Alors que la Crimée (rattachée à l'Ukraine en 1954) et où vit une majorité de Russes, menace de faire sécession le 16 mars par référendum face au nouveau pouvoir putschiste de Kiev lié à l'extrême droite qui a menace de lancer un processus d'adhésion à l'OTAN, la Turquie se pose en défenseur des 15 % de Tatars musulmans qui vivent dans la péninsule.
"Ne laissez pas dans vos esprit l'idée que notre président et notre premier ministre seront indifférents à ce qui arrive aux gens de notre famille en Crimée ou ailleurs dans le monde" ("Don't let it cross your mind that our prime minister and president will be indifferent to any issue affecting our people of kin in Crimea and anywhere in the world") a déclaré le 3 mars le ministre des affaires étrangères turc Ahmet Davutoglu devant des responsables d'associations tatares dont qui avaient organisé des manifestations en Turquie la veille. "Ce qui se passe en Turquie aujourd'hui nous terrifie tous" a déclaré sur la CNN turque Zafer Karatay, représentant du Parlement national tatar.

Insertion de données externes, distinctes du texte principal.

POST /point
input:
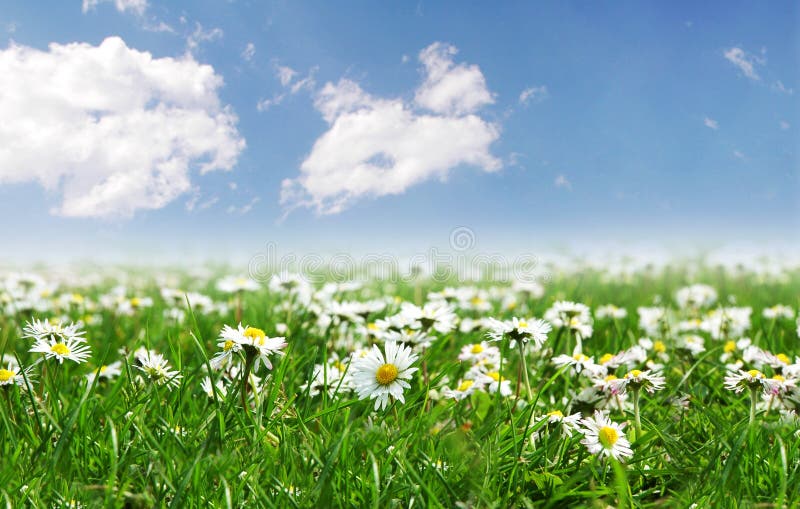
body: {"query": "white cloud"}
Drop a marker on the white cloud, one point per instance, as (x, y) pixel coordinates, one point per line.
(110, 129)
(135, 6)
(286, 76)
(562, 181)
(382, 146)
(533, 94)
(200, 34)
(244, 209)
(780, 87)
(449, 88)
(744, 61)
(249, 51)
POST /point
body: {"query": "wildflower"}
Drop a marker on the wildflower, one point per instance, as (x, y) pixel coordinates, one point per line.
(252, 340)
(41, 329)
(60, 348)
(210, 388)
(581, 363)
(637, 380)
(520, 329)
(611, 311)
(378, 376)
(464, 389)
(742, 380)
(12, 375)
(605, 438)
(106, 372)
(157, 370)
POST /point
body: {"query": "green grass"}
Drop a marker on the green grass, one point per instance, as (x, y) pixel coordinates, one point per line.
(111, 444)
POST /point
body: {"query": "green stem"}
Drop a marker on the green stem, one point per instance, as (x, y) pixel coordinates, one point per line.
(753, 401)
(524, 368)
(636, 413)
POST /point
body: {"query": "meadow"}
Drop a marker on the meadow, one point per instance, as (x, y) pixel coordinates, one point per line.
(656, 387)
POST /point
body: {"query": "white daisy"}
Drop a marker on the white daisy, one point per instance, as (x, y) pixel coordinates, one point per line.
(12, 375)
(377, 377)
(59, 348)
(520, 329)
(742, 380)
(107, 372)
(157, 370)
(603, 437)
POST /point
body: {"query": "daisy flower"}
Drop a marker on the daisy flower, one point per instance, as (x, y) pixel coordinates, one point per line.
(12, 375)
(581, 363)
(463, 390)
(106, 372)
(742, 380)
(603, 437)
(637, 379)
(611, 311)
(40, 329)
(378, 376)
(209, 388)
(567, 423)
(520, 329)
(157, 370)
(61, 348)
(250, 339)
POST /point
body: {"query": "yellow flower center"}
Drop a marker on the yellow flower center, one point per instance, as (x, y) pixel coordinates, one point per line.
(608, 436)
(255, 335)
(386, 374)
(60, 349)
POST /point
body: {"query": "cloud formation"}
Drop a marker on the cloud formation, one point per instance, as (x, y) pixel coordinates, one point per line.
(382, 146)
(744, 61)
(110, 129)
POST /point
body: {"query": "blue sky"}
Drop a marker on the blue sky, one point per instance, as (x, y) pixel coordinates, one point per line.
(675, 122)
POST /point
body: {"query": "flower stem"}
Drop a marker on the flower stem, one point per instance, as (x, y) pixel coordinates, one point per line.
(524, 367)
(636, 414)
(753, 401)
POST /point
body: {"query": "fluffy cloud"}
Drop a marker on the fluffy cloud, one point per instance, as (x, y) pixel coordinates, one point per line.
(110, 129)
(449, 88)
(533, 94)
(381, 146)
(136, 6)
(744, 61)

Attaqué sur des affaires de corruption et d'écoutes illégales, le premier ministre Recep Tayyip Erdogan (qui a récemment resserré les liens économiques avec l'Ukraine) pourrait se sentir obligé de continuer à tenir un discours de fermeté sur la question de la Crimée. Le 6 mars 2014 , dans une conférence de presse à Simferopol (Crimée) le leader tatar Mustafa Jemiliyev a déclaré que M. Erdogan lui a assuré que la Turquie serait "immédiatement impliquée" si les Tatars étaient menacés par les Russes. Pourtant le premier ministre turc, dont le pays dépend en partie sur le plan énergétique des approvisionnements en gaz russe, garde de bonnes relations avec Vladimir Poutine. Jusqu'à quand ?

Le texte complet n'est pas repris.